The matter of encroachments on the dam’s land was taken up by the Prime Minister’s Office after which a joint team of the Capital Development Authority (CDA), Punjab Irrigation Department’s Small Dam Organisation (SDO) and the Islamabad Capital Territory (ICT) administration started a campaign for demolishing the encroachments.

However, a local landlord, Jamil Abbasi, who had constructed wedding marquees which had caught the PM’s office’s attention, secured a court order in his favour.

“We recently challenged the court order in favour of the local of Mauza Lakhwal,” said Islamabad Deputy Commissioner Mushtaq Ahmed. He said Mauza Lakhwal was closed in the ‘60s.

“The owner, SDO or the CDA, was given possession of the land. But a couple of years ago the locals filed a civil suit with the court and it was decreed in their favour,” he explained.


DC claims court order was made without hearing ICT, CDA


“We have filed an application under section 12(2) of the Civil Procedure Code against the court order, which was announced without hearing the ICT administration and the CDA,” the DC said.

According to section 12(2), if a decree, order of judgment is obtained by fraud, misrepresentation or where a question of jurisdiction may arise, such an order, decree or judgment shall be challenged through an application in the same court and no separate suit shall begin.

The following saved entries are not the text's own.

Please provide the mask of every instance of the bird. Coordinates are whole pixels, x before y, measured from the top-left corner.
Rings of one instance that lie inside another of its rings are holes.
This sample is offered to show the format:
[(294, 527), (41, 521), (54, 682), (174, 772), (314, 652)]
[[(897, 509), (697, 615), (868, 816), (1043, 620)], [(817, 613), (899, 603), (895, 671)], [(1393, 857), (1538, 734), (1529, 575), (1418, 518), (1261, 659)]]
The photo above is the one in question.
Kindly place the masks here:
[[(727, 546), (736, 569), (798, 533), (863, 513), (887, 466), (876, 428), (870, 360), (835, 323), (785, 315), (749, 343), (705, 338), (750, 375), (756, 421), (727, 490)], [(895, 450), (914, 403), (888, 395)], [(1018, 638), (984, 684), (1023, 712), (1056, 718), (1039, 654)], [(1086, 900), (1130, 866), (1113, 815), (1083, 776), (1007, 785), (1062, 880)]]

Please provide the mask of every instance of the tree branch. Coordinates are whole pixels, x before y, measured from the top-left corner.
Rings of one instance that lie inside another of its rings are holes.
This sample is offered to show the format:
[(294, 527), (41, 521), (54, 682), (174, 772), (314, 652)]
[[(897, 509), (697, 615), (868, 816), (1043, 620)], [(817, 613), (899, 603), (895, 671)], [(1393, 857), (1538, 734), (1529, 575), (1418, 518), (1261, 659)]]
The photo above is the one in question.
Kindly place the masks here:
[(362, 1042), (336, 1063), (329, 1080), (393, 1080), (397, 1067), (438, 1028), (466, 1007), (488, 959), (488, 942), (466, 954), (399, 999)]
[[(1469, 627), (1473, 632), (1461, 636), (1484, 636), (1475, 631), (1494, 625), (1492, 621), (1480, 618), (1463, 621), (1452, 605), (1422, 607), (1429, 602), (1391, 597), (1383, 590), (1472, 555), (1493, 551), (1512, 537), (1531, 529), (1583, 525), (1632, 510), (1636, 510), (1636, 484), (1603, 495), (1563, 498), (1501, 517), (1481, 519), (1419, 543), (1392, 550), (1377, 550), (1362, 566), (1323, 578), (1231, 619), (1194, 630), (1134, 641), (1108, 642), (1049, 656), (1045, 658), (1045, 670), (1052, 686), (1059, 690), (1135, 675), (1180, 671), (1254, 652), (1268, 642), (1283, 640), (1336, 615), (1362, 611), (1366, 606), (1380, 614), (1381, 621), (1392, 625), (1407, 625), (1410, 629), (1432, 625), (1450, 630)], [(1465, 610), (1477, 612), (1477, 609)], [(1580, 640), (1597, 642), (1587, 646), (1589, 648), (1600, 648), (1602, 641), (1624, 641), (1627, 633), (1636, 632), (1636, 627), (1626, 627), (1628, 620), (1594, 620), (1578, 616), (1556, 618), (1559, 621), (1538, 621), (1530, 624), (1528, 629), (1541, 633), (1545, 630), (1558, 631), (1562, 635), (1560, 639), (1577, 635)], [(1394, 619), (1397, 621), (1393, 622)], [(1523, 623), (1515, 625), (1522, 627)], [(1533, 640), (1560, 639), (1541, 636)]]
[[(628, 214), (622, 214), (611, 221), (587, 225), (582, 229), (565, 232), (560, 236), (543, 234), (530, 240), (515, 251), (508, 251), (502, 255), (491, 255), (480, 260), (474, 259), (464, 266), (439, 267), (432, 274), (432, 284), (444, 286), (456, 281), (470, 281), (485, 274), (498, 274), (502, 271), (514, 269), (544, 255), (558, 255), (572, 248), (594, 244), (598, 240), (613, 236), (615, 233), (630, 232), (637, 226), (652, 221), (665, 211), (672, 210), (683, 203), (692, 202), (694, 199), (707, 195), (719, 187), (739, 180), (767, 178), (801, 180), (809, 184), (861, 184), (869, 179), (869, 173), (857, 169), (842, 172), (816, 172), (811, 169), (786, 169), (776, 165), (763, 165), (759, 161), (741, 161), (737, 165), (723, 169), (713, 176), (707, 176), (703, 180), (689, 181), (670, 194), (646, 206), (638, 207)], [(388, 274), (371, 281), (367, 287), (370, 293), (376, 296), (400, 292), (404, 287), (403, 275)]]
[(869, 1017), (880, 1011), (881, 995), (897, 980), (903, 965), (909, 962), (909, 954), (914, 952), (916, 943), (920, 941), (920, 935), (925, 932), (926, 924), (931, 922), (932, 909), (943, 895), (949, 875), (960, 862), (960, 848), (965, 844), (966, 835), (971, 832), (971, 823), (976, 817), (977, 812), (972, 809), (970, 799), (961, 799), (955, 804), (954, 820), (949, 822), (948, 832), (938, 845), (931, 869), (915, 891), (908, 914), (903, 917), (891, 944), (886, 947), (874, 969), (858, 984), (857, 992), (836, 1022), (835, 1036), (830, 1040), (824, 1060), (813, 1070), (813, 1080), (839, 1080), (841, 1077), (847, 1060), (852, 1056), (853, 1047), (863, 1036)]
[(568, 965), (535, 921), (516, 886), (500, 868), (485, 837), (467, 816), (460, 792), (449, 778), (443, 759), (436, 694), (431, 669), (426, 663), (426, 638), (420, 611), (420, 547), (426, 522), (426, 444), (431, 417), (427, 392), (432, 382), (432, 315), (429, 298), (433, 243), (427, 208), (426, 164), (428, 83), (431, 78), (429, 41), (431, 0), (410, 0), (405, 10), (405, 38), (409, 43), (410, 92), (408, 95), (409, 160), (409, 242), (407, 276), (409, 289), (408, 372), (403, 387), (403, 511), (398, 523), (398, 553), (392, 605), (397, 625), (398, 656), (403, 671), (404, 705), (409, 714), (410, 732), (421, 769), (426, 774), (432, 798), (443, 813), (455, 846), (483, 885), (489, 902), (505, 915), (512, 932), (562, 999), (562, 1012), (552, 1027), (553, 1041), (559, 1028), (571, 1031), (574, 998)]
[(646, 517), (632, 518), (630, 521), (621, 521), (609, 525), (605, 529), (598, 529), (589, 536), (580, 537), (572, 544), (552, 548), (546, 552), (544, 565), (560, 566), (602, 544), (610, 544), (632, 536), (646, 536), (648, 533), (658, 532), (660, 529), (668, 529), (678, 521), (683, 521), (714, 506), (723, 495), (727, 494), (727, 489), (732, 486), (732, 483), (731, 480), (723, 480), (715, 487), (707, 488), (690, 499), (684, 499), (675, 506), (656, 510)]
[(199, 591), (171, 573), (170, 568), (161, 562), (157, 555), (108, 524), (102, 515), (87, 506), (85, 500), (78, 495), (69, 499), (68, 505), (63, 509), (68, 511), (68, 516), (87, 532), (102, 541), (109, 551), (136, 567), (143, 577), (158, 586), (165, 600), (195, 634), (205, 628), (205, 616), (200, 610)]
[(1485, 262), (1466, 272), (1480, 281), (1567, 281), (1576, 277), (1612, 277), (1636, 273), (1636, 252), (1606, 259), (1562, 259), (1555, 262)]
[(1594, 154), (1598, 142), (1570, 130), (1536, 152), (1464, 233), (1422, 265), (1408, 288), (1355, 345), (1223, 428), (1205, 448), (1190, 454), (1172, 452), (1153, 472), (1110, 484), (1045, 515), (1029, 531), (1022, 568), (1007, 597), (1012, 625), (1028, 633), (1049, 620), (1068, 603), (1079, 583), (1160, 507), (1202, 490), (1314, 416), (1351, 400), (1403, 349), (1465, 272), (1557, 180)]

The DC said following the PM’s Office directives, a committee was looking into the case under his supervision.

Meanwhile, a case is also being heard in the Islamabad High Court (IHC) where the locals filed a petition seeking an extension to the stay order granted earlier on the campaign against 419 kanals of land near the dam.

Through their counsel, the petitioners pleaded that Lakhwal Mauza, a revenue estate, spread over 5,925 kanals and five marlas of which 2,874 kanals and eight marlas were acquired by the CDA and 2,632 kanals and 16 marlas by the Rawalpindi Land Acquisition Collector for the construction of the dam.

They said approximately 419 kanals and five marlas were not acquired by the two organisations which meant the petitioners were the owners of the land and had the right to construct on it.

However, DC Ahmed said his organisation would also be contesting the case in the IHC. Though there is a ban on constructions in a two kilometre radius of Rawal Dam, a number of houses have been built on its banks. The owners of the houses argue the land is theirs while CDA and SDO, which are custodians of the dam, are not certain about the limits of their land.

CDA Deputy Director General Land and Rehabilitation Abdul Salam told Dawn that after the CDA had acquired the land in the 60s, it had termed Lakhwal a closed mauza. “We are looking into how the sale and purchase was done in a mauza which was closed in the 60s,” he said.

An official of the ICT revenue department said the Islamabad District Administration was planning on a fresh demarcation in Mauza Lakwal in order to determine the ownership of the land on the banks of the dam.